Trends in Motion Prediction Toward Deployable and Generalizable Autonomy: A Revisit and Perspectives

Wang, Letian, Lavoie, Marc-Antoine, Papais, Sandro, Nisar, Barza, Chen, Yuxiao, Ding, Wenhao, Ivanovic, Boris, Shao, Hao, Abuduweili, Abulikemu, Cook, Evan, Zhou, Yang, Karkus, Peter, Li, Jiachen, Liu, Changliu, Pavone, Marco, Waslander, Steven

arXiv.org Artificial Intelligence 

Motion prediction, recently popularized under the term world models, refers to anticipating the future states of agents or the future evolution of a scene, which is rooted in human cognition to bridge perception and decision-making, enabling us to anticipate, adapt, and act within an ever-changing world. It lies at the core of intelligent autonomous systems, such as robotics and self-driving cars, to safely operate in dynamic and human-robot-mixed environments, and also informs broader time-series challenges.
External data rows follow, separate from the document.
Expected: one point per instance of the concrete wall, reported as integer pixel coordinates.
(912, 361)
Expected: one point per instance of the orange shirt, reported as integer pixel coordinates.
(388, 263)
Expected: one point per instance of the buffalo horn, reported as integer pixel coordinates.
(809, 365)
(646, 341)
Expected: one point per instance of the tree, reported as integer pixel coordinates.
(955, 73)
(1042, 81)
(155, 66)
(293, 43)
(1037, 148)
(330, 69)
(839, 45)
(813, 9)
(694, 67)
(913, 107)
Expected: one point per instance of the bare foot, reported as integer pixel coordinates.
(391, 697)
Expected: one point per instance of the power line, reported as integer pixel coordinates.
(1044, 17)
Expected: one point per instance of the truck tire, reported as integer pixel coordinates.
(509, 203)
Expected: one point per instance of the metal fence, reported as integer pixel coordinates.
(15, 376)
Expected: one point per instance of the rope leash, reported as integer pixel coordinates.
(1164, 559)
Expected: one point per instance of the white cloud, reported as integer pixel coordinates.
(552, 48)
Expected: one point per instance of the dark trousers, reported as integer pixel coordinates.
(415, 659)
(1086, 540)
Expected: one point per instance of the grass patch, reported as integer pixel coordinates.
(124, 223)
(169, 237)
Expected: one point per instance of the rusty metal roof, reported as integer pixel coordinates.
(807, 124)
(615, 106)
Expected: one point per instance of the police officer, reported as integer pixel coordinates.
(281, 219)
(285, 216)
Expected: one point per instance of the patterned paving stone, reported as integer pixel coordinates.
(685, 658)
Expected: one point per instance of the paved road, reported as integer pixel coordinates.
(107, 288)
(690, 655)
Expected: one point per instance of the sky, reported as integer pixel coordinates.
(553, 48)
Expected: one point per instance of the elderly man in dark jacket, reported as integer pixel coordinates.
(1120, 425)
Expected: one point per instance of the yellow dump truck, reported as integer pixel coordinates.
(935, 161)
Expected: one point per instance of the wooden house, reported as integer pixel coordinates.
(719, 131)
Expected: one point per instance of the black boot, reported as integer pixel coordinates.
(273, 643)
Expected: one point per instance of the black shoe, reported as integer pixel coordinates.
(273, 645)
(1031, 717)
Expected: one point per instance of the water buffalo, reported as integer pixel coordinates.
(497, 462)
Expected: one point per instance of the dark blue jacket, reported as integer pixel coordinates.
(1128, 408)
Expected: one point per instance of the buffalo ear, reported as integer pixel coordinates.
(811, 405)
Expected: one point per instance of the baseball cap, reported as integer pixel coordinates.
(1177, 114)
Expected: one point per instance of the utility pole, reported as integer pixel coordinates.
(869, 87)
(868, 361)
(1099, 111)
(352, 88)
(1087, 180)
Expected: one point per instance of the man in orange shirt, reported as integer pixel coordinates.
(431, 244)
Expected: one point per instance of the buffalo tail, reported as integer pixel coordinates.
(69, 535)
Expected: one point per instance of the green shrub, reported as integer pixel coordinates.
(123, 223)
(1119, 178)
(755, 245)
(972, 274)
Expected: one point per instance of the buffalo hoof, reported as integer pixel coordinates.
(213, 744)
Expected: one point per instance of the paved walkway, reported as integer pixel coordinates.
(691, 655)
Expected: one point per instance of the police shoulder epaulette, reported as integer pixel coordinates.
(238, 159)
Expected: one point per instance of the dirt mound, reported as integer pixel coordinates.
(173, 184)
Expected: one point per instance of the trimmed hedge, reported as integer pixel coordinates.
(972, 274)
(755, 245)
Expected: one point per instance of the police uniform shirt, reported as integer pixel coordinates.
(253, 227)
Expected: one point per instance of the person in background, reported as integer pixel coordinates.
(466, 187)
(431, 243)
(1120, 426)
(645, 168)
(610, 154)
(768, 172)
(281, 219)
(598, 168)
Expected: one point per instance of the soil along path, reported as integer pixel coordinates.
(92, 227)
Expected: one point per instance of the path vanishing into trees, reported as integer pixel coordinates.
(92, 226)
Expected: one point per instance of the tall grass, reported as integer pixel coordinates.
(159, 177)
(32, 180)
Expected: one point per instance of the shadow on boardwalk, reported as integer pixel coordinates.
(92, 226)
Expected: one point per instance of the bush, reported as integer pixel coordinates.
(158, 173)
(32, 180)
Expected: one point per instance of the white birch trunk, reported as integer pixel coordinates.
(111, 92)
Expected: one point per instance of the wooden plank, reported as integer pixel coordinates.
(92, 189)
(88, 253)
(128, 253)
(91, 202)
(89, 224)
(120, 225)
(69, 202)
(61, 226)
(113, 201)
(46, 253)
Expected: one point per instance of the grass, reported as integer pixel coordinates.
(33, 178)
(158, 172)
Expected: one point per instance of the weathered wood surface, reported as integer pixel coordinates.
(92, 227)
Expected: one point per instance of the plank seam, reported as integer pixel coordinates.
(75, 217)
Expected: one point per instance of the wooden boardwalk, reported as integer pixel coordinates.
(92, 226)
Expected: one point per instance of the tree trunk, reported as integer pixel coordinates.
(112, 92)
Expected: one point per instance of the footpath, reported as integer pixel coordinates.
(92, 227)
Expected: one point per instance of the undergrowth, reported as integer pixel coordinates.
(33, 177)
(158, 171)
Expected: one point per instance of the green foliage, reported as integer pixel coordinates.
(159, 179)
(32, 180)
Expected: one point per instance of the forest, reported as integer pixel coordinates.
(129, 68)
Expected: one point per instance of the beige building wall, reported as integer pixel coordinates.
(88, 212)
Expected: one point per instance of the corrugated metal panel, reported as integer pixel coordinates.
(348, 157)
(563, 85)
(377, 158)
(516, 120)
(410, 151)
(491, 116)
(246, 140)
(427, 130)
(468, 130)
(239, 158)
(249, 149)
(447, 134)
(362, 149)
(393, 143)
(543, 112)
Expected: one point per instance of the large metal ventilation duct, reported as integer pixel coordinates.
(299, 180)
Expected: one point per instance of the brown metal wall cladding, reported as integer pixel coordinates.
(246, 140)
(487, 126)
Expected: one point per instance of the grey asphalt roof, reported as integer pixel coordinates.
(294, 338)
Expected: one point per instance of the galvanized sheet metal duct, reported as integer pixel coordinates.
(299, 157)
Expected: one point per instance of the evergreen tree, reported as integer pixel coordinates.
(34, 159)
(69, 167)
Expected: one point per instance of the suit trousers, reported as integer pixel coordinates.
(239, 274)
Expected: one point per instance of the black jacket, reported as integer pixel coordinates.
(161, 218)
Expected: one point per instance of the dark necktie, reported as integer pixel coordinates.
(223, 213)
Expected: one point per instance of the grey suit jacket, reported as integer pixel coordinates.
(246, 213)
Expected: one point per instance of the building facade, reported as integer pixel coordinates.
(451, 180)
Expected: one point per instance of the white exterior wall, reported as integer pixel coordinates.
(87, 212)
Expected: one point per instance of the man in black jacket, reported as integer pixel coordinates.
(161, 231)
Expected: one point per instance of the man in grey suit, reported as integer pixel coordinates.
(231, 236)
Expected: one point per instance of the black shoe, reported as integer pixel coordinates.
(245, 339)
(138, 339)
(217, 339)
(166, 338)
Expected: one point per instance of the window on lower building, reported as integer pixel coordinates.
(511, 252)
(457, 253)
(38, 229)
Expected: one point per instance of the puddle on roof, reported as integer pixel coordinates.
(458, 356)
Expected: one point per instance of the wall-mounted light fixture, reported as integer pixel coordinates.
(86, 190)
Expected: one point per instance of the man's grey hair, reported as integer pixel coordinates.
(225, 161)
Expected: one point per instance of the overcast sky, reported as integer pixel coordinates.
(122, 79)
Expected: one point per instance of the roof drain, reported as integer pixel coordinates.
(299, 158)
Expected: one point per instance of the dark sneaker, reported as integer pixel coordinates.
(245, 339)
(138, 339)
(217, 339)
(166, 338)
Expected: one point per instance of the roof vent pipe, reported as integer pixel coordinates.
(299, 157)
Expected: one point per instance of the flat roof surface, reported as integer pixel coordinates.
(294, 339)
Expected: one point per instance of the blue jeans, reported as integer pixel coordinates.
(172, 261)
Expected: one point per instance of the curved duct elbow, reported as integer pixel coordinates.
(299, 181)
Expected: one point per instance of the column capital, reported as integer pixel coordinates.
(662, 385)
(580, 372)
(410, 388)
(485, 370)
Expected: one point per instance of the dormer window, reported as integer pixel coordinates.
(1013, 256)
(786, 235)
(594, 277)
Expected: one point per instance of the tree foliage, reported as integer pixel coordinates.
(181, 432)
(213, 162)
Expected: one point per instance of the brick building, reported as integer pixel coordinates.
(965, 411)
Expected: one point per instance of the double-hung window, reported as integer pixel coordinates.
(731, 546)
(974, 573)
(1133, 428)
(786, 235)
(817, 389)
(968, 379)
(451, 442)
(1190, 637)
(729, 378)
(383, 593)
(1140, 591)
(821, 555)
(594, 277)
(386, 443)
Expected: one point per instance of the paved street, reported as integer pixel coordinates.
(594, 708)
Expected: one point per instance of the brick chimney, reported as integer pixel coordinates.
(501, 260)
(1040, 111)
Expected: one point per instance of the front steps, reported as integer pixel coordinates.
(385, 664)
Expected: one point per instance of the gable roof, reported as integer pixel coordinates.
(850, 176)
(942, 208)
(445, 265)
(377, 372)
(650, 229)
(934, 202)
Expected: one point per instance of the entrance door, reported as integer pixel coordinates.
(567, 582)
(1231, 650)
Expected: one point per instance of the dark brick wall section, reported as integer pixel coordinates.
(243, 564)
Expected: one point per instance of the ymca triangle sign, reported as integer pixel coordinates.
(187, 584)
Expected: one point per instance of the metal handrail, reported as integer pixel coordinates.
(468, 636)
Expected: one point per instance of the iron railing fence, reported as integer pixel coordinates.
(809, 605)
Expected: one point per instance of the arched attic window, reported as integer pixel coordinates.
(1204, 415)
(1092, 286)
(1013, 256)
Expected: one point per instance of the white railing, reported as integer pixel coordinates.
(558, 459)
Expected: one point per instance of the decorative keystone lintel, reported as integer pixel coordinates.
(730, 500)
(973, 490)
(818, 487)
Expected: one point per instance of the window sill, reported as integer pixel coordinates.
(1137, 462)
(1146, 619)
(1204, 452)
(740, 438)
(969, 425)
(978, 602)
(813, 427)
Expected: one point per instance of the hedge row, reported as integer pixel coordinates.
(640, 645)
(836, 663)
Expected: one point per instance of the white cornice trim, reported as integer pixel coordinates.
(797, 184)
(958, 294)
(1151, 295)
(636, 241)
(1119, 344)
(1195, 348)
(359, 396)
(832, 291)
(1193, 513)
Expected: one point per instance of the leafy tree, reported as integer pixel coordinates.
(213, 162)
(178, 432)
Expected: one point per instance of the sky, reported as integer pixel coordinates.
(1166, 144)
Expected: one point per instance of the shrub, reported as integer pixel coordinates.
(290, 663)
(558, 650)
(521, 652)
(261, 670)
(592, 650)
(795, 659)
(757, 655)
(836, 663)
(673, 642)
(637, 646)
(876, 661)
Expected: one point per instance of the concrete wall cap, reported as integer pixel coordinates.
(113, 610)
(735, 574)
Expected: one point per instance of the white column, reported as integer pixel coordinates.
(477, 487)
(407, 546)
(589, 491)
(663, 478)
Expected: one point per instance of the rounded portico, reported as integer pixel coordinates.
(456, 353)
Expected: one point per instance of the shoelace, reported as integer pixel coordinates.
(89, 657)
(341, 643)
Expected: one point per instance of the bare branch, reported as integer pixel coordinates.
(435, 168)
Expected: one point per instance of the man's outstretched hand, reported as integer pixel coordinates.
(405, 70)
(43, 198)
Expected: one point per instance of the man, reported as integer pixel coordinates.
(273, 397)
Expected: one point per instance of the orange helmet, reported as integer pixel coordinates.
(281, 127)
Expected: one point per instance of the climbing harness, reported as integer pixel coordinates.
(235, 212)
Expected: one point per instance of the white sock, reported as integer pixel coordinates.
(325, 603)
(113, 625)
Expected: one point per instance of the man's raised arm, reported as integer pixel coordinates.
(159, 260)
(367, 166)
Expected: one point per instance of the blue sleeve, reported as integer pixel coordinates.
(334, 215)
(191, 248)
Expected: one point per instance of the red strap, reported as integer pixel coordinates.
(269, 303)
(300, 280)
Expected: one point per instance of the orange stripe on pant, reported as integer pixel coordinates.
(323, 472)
With advances in methods, representations, and datasets, the field has seen rapid progress, reflected in rapidly updated benchmark performance. However, when state-of-the-art methods are deployed in the real world, they are often found to struggle to generalize to open-world settings and fall short of deployment standards. This reveals a gap between reality and benchmarks, which are often idealized or ill-posed, and fail to capture real-world complexity. To address the pressing need for problem settings that better reflect real-world challenges and guide future research, this paper focuses on revisiting the generalization and applicability of motion prediction models, with an emphasis on robotics, autonomous driving, and human motion applications. We first provide a comprehensive taxonomy of motion prediction methods, covering representations, modelling methods, application domains, and evaluation protocols. We then revisit two fundamental problems: 1) how to push motion prediction models to be deployable to realistic deployment standards, where motion prediction does not act in a vacuum, but functions as one module of closed-loop autonomy stacks - it takes input from the localization and perception, and informs downstream planning and control.